Key Attributes don’t mention gold, but:
gold parked in systemic channels (banks, ETFs, unallocated) sits inside the resolution perimeter,
physical gold in your direct possession does not.
Living wills = pre-mapping for the sweep.
All the complexity needed to do a high-speed Great Taking is being pre-analyzed and cleaned up under the banner of “resolvability”.
14. Final TL;DR
The FSB Key Attributes are the global meta-blueprint for how to:
freeze,
seize,
haircut,
convert,
and re-float financial institutions and FMIs,
in a way that:
protects funding, collateral, and core rails,
lets private investors/creditors eat losses,
limits obvious “taxpayer bailouts”,
and keeps the system operable.
Under my Freegold + Great Taking assumptions:
This is the legal superstructure that makes the collateral sweep feasible.
It doesn’t say “we will steal your gold”; it sets up a world where:
“your gold” in systemic channels is a claim that can be re-written in resolution,
while the underlying metal and core collateral pools are conserved and can later be revalued on sovereign/Central Bank balance sheets.
Translated:
Treat all pooled, custodied, intermediated paper as part of the sacrificial layer of a Key Attributes-style resolution regime.
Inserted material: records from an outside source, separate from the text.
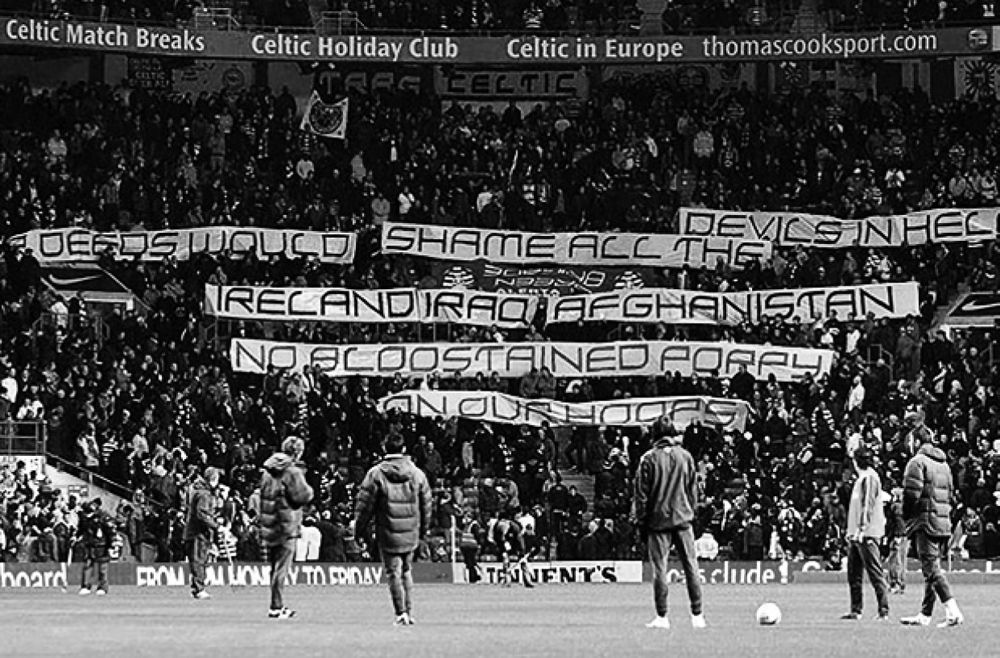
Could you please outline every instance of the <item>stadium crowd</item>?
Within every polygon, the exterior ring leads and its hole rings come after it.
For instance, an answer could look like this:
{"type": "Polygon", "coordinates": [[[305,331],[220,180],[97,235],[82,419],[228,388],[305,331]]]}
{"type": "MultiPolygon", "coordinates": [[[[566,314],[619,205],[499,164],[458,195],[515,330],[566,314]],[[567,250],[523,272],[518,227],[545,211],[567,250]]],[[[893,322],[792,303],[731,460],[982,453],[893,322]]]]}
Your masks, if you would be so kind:
{"type": "MultiPolygon", "coordinates": [[[[307,513],[303,559],[370,555],[347,523],[353,488],[401,434],[437,489],[423,559],[456,542],[495,553],[497,519],[516,519],[553,558],[637,555],[630,474],[648,446],[640,430],[534,429],[380,413],[404,388],[498,390],[573,401],[654,395],[738,397],[754,410],[745,433],[685,430],[699,463],[702,549],[734,557],[822,556],[843,536],[846,457],[873,447],[890,488],[914,435],[934,431],[952,459],[963,504],[956,545],[1000,555],[1000,433],[992,332],[931,331],[939,304],[965,287],[995,290],[995,243],[892,250],[778,249],[743,269],[657,273],[657,284],[701,290],[921,284],[919,316],[898,321],[802,318],[732,329],[535,326],[438,327],[453,341],[692,338],[835,349],[823,381],[795,384],[684,378],[519,381],[480,374],[426,380],[338,380],[306,369],[231,371],[227,338],[301,342],[428,340],[427,327],[215,323],[205,283],[387,288],[437,285],[429,263],[385,258],[387,221],[546,230],[671,232],[681,205],[802,209],[848,218],[918,208],[995,206],[994,100],[938,105],[920,90],[882,97],[818,88],[756,93],[691,90],[667,76],[613,80],[579,107],[502,112],[412,93],[351,92],[348,139],[298,130],[287,90],[179,98],[128,85],[34,93],[0,86],[0,234],[213,225],[359,233],[355,262],[337,266],[200,255],[143,263],[109,253],[101,265],[141,300],[137,312],[95,316],[58,299],[23,249],[0,260],[0,423],[39,419],[50,450],[134,490],[116,515],[118,552],[180,560],[187,485],[224,469],[222,549],[259,559],[259,466],[283,437],[307,439],[308,477],[321,492],[307,513]],[[594,499],[567,488],[594,478],[594,499]],[[704,534],[702,534],[704,533],[704,534]],[[715,548],[713,548],[713,546],[715,548]]],[[[6,425],[9,427],[9,425],[6,425]]],[[[82,501],[9,468],[0,518],[9,559],[65,557],[82,501]]]]}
Treat physical self-custody assets (gold, BTC, Monero, etc.) as outside that specific machinery, but still targetable via taxes, reporting, and liquidity controls.
Assume that in the next big Debt/Liquidity accident, the Controllers will use exactly this resolution toolkit before any explicit Freegold-style revaluation move.
The Controllers win if the financial system doesn’t fail, however, they win even more if the financial system fails.
The question then becomes: When are they going to fail the financial system?
The “Key Attributes” really are that the game is rigged and the only way for you to win long-term is to not play.